Elle précise le message central de son roman : « Vous trouverez les conséquences néfastes des relations extra-conjugales dans ce livre. Le message est d’éviter, de bannir ces relations qui nous déstabilisent, qui nous empêchent de rester sur le droit chemin, qui freinent le développement et qui nous déconcentrent même dans notre travail ».
Pour l’auteure, ces pratiques ne doivent en aucun cas être encouragées. « Les relations extra-conjugales ne sont pas du tout à encourager, et c’est ce que je montre clairement dans ce roman », insiste-t-elle.

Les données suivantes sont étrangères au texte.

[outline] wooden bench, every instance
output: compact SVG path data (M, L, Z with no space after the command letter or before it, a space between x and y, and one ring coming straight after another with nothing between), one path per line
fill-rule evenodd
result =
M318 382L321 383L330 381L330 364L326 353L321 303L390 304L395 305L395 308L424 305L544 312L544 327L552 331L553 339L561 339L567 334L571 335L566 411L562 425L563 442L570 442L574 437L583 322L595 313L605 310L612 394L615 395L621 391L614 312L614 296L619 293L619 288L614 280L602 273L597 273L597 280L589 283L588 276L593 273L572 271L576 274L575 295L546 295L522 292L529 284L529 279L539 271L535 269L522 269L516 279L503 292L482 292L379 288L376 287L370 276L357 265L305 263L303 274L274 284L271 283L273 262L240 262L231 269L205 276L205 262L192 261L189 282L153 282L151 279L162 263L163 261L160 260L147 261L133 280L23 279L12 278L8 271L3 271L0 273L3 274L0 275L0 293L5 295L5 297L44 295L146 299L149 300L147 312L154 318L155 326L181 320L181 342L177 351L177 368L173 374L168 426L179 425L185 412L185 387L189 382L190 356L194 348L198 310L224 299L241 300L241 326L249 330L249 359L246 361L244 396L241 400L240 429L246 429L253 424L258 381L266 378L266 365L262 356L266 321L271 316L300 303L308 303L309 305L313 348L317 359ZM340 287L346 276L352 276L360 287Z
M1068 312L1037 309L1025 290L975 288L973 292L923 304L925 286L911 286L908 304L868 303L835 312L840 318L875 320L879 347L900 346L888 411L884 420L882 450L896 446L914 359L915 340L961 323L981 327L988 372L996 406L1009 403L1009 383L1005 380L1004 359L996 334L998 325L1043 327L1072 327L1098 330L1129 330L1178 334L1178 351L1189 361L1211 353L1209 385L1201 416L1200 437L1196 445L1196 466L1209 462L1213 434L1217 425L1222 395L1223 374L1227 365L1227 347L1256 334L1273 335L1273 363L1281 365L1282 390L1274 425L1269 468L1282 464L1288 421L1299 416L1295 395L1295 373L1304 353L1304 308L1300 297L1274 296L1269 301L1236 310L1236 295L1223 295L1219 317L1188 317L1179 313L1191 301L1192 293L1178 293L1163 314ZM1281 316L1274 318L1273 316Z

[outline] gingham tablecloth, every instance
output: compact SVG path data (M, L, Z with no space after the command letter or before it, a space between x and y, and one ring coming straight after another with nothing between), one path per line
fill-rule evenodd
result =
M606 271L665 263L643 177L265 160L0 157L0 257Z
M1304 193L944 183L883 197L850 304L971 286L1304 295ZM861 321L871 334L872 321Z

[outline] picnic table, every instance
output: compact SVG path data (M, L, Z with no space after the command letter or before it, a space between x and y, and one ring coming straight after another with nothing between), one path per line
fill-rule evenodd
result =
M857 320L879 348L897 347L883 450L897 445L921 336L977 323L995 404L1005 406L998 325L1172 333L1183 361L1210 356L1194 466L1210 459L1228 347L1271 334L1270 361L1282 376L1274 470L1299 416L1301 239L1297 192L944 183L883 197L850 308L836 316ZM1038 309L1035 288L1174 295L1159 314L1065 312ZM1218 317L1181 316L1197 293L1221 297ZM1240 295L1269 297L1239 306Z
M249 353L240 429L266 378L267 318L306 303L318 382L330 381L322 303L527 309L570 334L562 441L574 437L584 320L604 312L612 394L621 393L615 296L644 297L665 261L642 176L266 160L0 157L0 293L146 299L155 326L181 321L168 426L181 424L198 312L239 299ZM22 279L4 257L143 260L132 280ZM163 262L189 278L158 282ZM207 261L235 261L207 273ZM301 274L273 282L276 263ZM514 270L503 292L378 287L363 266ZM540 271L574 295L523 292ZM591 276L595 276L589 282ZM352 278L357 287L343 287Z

« Nous sommes en train de perdre des jeunes bien formés »
Jeanne d’Arc Nduwayo a également exprimé sa préoccupation face au désintérêt croissant de la jeunesse pour la lecture. « Les élèves et les étudiants ne lisent plus, et cela entraîne une baisse du niveau scolaire et de la capacité de compréhension. Nous sommes en train de perdre des jeunes bien formés, une véritable élite, parce que la lecture, qui devait leur donner plus de connaissances, est négligée », déplore-t-elle.
Selon elle, le livre demeure un pilier essentiel du développement. « Il faut d’abord soigner la base, qui est l’éducation. Et l’outil le plus important de l’enseignement, c’est le livre. Il faut que le livre retrouve sa place auprès des autorités publiques afin que sa valeur soit réellement reconnue », affirme-t-elle.
L’écrivaine souligne enfin que la lecture ouvre l’esprit, renforce l’analyse critique et permet de tirer des leçons des expériences d’ailleurs, contribuant ainsi au progrès du pays. Elle nourrit également le rêve de voir ses œuvres adaptées au cinéma, au théâtre et à d’autres formats audiovisuels, afin d’atteindre un public plus large.
Jeanne d’Arc Nduwayo lance un appel à la jeunesse : aimer la lecture et oser écrire. « Les jeunes ont des réussites, des échecs, des histoires à raconter. Il faut qu’ils prennent la plume et qu’ils racontent », exhorte-t-elle.